Date: 2007-03-03 05:12 am (UTC)
From: [identity profile] salixbabylon.livejournal.com
Now, where's the cctv footage of that? ;)

Date: 2007-03-03 05:14 am (UTC)
From: [identity profile] salixbabylon.livejournal.com
Aw, I'm touched. :) Glad you liked the inclusion of Dominic in there, too!

*attack snogs you*

Hehe!

Date: 2007-03-03 05:15 am (UTC)
From: [identity profile] salixbabylon.livejournal.com
Hehehe!

Thank you for that glowing review! I'm glad you had fun with it - I remember that Losti and I had a blast writing it together in YM. :)

*smooch*

Date: 2007-03-03 07:49 am (UTC)
From: [identity profile] lozateazer.livejournal.com
Yeah, those damn hobbits are trying to bury themselves under my skin... first Elijah, now Dom. I swear, if the muses start mating, I'm burrowing myself so far deep in my favorite Viggorli's that they'll never find their way out.

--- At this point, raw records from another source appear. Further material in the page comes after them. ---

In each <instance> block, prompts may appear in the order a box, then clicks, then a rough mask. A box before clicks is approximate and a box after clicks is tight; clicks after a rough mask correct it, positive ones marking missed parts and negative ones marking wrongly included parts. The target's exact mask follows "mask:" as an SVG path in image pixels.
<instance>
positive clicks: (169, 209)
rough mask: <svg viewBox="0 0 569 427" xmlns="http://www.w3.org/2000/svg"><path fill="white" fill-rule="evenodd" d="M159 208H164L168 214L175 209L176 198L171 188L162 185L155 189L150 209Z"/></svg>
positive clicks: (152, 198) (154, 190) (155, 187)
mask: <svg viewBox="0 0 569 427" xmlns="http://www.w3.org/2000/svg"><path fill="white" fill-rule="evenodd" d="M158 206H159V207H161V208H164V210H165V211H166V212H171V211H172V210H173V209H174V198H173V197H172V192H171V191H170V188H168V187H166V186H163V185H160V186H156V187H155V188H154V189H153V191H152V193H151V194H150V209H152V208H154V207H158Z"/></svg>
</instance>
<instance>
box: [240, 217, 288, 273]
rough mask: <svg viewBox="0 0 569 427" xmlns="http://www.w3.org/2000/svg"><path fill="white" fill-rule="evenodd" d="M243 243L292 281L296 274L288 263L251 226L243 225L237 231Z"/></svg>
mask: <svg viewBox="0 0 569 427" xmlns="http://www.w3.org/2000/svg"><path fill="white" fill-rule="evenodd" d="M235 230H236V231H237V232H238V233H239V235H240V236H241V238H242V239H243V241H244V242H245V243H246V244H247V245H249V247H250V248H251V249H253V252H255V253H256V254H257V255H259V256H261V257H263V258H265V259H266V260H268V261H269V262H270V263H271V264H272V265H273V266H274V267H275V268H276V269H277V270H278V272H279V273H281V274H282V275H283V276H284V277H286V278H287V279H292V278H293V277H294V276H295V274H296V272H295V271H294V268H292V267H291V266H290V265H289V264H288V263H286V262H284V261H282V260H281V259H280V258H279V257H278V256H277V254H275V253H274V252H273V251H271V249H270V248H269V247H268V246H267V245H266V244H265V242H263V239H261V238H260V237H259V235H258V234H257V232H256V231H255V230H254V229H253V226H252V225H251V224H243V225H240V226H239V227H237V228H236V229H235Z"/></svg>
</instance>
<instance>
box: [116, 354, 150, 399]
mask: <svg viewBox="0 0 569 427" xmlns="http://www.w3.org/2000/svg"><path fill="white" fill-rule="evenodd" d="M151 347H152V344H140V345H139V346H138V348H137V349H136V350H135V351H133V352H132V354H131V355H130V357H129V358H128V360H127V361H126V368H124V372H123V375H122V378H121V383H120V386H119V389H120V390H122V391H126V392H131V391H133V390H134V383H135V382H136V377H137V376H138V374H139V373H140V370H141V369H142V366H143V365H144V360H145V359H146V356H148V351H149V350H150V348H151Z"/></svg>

But yeah... This fic always was, and will always remain, brilliant. I would like to know how the Project Swoon specimens came out, though... considering the Orlisaurs already had the market on plaid hides ;)

Date: 2007-03-12 04:19 am (UTC)
From: [identity profile] helena-s-renn.livejournal.com
*snickers*

you were wise to give the "no beverages" warning, 'cause no doubt i'd be trying to get it out of my nose now. ha!!

the full name in itself was great... and it got better from there. my favorite bit: it has been found that Orliosaurs can be trained to politely nuzzle Kateraptors for short periods of time. See Dr. Robin Baum for exact methodology.

Date: 2007-03-15 01:01 am (UTC)
From: [identity profile] salixbabylon.livejournal.com
Heheheh! We had so much fun doing this over chat - I confess, with all lack of modesty, that it still makes me laugh too. :) I'm glad you enjoyed the giggles.